After struggling to make a profit in the UK market, Purplebricks, an online estate agency, has just been placed up for sale. Industry analysts have begun to wonder whether Purplebricks has been successful in its goal of upending the conventional estate agent business.
When Purplebricks was established in 2014, UK homeowners seeking a less expensive option to main street estate agents rapidly took notice. As opposed to traditional estate agents’ commission-based structures, the company’s business strategy uses a flat price for its services. Regardless of whether the property sells or not, this cost is due up advance.
What were the Losses?
In spite of its early success, Purplebricks has had trouble making money in the UK market. In contrast to the previous year’s loss of £19.2 million, the company reported losses of £34.1 million for the 2020 fiscal year. Purplebricks also struggled in the US and Australian markets which lead to a cease in operation within a short space of time.
Many elements could have played a role in Purplebricks’ difficulties in the UK market. The dominance of established high street estate agents in the UK real estate sector is one of the company’s biggest problems. Some agents have longstanding ties to their neighbourhoods and have developed friendships with both buyers and sellers.
In addition, Purplebricks’ business model has come under fire. According to some, the upfront fee structure encourages the company to prioritise securing instructions above actually selling homes. The organisation has been accused of overvaluing houses in order to obtain instructions. This can leave sellers feeling frustrated and disappointed when their property doesn’t sell.

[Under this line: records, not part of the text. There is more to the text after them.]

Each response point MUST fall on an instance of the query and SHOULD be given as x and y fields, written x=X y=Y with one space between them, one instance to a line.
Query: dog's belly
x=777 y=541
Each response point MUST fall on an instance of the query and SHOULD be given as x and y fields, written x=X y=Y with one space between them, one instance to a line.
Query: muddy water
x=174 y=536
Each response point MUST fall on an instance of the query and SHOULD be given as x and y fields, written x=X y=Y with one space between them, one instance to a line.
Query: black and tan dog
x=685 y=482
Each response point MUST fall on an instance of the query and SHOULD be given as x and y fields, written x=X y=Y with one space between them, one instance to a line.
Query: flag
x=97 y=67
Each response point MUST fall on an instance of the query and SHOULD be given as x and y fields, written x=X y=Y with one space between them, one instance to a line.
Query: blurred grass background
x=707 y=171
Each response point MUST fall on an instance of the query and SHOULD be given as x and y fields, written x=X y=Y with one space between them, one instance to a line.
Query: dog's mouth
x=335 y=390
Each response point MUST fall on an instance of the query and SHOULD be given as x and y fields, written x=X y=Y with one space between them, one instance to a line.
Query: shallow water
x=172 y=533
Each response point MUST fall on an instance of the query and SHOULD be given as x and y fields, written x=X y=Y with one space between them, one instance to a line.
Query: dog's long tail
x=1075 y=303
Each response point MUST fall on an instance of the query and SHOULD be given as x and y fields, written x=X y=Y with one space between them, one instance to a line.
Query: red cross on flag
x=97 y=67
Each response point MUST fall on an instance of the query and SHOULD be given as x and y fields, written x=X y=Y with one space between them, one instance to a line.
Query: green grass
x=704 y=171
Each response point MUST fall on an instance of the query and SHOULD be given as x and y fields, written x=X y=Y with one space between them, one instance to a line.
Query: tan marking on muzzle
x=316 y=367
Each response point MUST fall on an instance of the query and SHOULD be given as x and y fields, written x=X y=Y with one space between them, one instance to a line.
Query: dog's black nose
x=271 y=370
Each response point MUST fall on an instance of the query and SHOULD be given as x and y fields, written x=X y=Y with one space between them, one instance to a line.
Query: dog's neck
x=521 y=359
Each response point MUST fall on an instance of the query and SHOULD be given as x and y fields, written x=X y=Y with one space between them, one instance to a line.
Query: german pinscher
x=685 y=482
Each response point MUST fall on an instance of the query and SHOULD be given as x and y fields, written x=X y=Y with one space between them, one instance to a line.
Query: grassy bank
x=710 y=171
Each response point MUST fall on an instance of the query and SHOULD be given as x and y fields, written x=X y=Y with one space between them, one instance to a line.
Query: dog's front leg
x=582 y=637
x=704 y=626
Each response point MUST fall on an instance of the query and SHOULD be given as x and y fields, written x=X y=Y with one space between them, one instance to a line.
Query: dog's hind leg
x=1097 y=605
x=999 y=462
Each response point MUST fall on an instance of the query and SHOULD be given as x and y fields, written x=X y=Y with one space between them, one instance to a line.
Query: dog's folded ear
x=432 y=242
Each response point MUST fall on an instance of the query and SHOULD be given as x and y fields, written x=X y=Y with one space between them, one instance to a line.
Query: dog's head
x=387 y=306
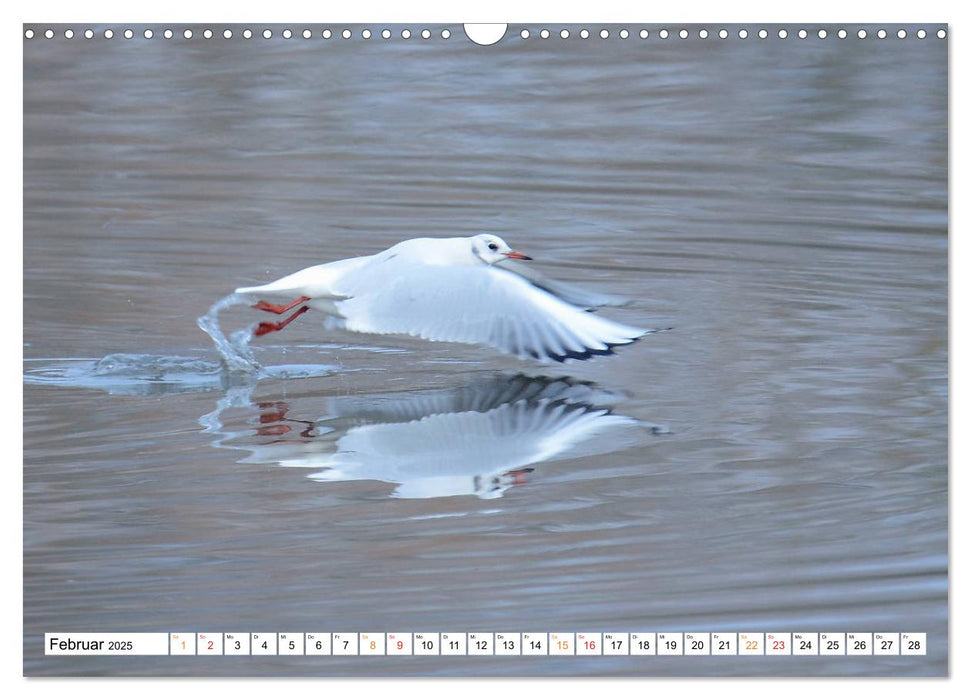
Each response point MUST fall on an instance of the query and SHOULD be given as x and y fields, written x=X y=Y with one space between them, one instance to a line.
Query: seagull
x=453 y=290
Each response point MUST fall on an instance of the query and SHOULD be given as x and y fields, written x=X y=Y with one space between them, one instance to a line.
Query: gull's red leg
x=266 y=327
x=279 y=308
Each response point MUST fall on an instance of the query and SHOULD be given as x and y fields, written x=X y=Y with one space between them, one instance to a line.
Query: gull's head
x=491 y=249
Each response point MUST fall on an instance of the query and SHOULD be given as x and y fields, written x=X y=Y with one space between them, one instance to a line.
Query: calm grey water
x=777 y=461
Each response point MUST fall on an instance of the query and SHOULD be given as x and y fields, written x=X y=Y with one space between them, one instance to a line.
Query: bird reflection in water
x=477 y=439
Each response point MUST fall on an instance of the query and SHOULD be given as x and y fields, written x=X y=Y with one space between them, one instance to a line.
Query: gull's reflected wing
x=465 y=440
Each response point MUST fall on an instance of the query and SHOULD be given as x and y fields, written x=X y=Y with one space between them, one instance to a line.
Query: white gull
x=450 y=289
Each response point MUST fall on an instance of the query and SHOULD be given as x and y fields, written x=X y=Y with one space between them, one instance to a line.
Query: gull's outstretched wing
x=473 y=304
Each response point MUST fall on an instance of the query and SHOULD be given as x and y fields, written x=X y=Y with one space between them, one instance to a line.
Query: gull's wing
x=473 y=304
x=570 y=293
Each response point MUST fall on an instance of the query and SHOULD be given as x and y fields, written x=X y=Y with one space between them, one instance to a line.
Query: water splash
x=235 y=351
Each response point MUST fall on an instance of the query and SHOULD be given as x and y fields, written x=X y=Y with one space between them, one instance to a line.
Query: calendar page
x=431 y=349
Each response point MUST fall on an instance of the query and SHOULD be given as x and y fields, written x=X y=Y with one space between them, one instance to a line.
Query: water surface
x=777 y=461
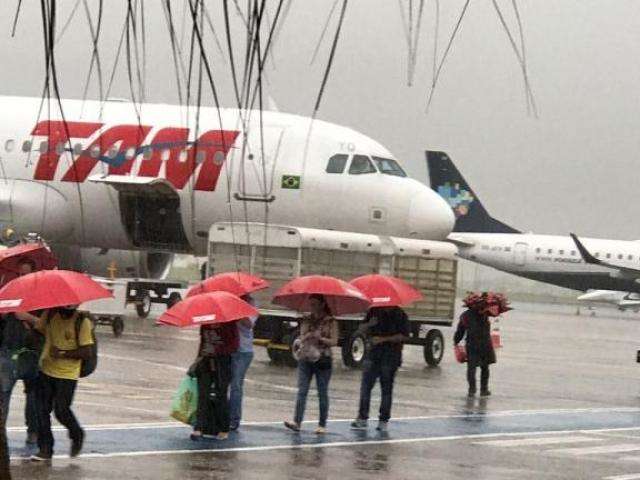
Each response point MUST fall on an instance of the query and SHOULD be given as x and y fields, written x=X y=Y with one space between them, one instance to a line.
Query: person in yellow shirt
x=60 y=365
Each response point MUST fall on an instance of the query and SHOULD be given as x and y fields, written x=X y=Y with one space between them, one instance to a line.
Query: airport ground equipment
x=280 y=253
x=141 y=293
x=144 y=292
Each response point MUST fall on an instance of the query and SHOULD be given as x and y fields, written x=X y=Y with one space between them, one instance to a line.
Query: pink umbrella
x=342 y=298
x=386 y=291
x=49 y=289
x=206 y=309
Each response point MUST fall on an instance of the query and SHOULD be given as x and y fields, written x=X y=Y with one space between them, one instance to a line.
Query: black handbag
x=25 y=364
x=324 y=362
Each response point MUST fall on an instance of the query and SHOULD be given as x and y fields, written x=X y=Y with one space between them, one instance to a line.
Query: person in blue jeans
x=240 y=362
x=387 y=329
x=318 y=333
x=17 y=335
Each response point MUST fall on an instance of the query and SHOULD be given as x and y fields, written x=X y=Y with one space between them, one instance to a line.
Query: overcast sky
x=573 y=168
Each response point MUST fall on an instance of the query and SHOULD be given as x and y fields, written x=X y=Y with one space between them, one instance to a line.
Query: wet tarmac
x=565 y=404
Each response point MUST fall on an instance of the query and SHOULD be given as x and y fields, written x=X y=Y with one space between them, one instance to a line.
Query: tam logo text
x=120 y=145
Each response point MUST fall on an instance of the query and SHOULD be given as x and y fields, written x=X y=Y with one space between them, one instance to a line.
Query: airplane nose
x=430 y=217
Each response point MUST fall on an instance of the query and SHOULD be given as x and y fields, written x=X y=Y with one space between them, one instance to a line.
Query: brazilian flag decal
x=291 y=182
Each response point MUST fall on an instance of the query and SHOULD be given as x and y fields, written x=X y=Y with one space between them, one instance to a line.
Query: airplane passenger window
x=337 y=163
x=361 y=164
x=389 y=167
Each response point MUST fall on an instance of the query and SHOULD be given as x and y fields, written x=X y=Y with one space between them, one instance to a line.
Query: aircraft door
x=257 y=162
x=520 y=254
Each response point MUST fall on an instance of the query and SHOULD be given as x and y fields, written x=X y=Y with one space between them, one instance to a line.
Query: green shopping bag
x=185 y=401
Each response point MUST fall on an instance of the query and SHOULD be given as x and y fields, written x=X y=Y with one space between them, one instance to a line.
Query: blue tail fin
x=471 y=215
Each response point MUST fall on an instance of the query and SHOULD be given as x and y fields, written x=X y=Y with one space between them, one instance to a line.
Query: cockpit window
x=361 y=164
x=389 y=167
x=337 y=163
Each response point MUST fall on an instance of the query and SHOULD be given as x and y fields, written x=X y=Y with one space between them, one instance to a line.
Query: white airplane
x=566 y=261
x=104 y=181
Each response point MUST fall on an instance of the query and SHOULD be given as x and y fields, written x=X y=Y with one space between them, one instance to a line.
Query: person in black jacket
x=475 y=325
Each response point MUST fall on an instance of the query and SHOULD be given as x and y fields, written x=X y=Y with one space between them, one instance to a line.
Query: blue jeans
x=371 y=371
x=240 y=362
x=306 y=370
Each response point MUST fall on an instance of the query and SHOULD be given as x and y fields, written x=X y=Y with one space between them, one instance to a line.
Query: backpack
x=89 y=365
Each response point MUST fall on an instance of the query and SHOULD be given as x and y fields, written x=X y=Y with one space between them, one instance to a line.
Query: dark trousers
x=372 y=371
x=4 y=449
x=484 y=376
x=214 y=375
x=56 y=395
x=306 y=371
x=31 y=405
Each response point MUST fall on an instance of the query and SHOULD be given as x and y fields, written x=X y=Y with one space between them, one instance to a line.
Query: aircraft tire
x=433 y=347
x=143 y=306
x=354 y=350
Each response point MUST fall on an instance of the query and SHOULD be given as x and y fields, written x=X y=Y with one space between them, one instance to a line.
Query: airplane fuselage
x=111 y=177
x=553 y=259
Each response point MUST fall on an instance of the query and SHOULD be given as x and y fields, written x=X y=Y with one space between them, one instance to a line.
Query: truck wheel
x=354 y=350
x=289 y=357
x=433 y=347
x=174 y=298
x=143 y=305
x=117 y=325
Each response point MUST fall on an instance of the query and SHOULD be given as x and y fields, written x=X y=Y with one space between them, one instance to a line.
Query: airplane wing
x=621 y=270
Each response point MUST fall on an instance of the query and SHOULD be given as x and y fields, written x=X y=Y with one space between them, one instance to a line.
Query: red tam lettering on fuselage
x=209 y=152
x=57 y=132
x=215 y=146
x=129 y=136
x=172 y=140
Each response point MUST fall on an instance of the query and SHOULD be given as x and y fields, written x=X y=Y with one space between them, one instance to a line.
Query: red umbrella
x=385 y=291
x=207 y=308
x=49 y=289
x=36 y=253
x=341 y=297
x=238 y=283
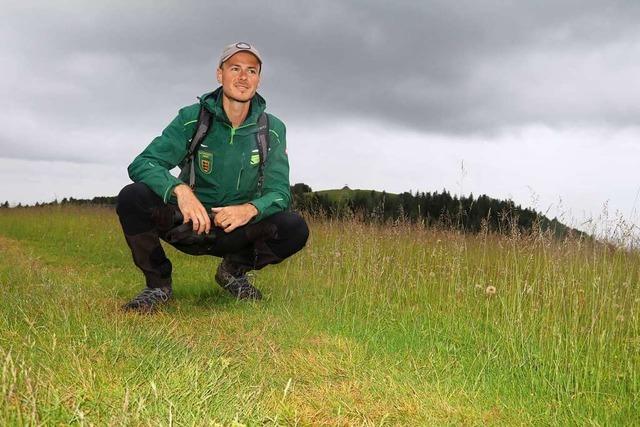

Can Purplebricks be Saved?
Several people still think that Purplebricks’ business strategy has potential despite these difficulties. For instance, the company’s web platform has received accolades for its user-friendly layout, and some homeowners still find its set cost structure to be appealing. Also, the Covid-19 pandemic has pushed the tendency towards online real estate sales, which could be advantageous for Purplebricks.
It is obvious that Purplebricks has a number of obstacles to overcome if it is to be successful in the UK real estate market. It would be premature, though, to declare the business a complete failure. There will inevitably be ups and downs with any revolutionary company strategy, but Purplebricks may be able to adjust and get past its current difficulties.
In conclusion, some have questioned if Purplebricks has succeeded in its objective to challenge the established estate agency paradigm in light of the announcement that the company has been placed up for sale. It is obvious that the company has had difficulties in the UK market, but it would be premature to call the company a failure. It will be intriguing to see what Purplebricks’ future contains, whether the company is sold in its entirety or in pieces.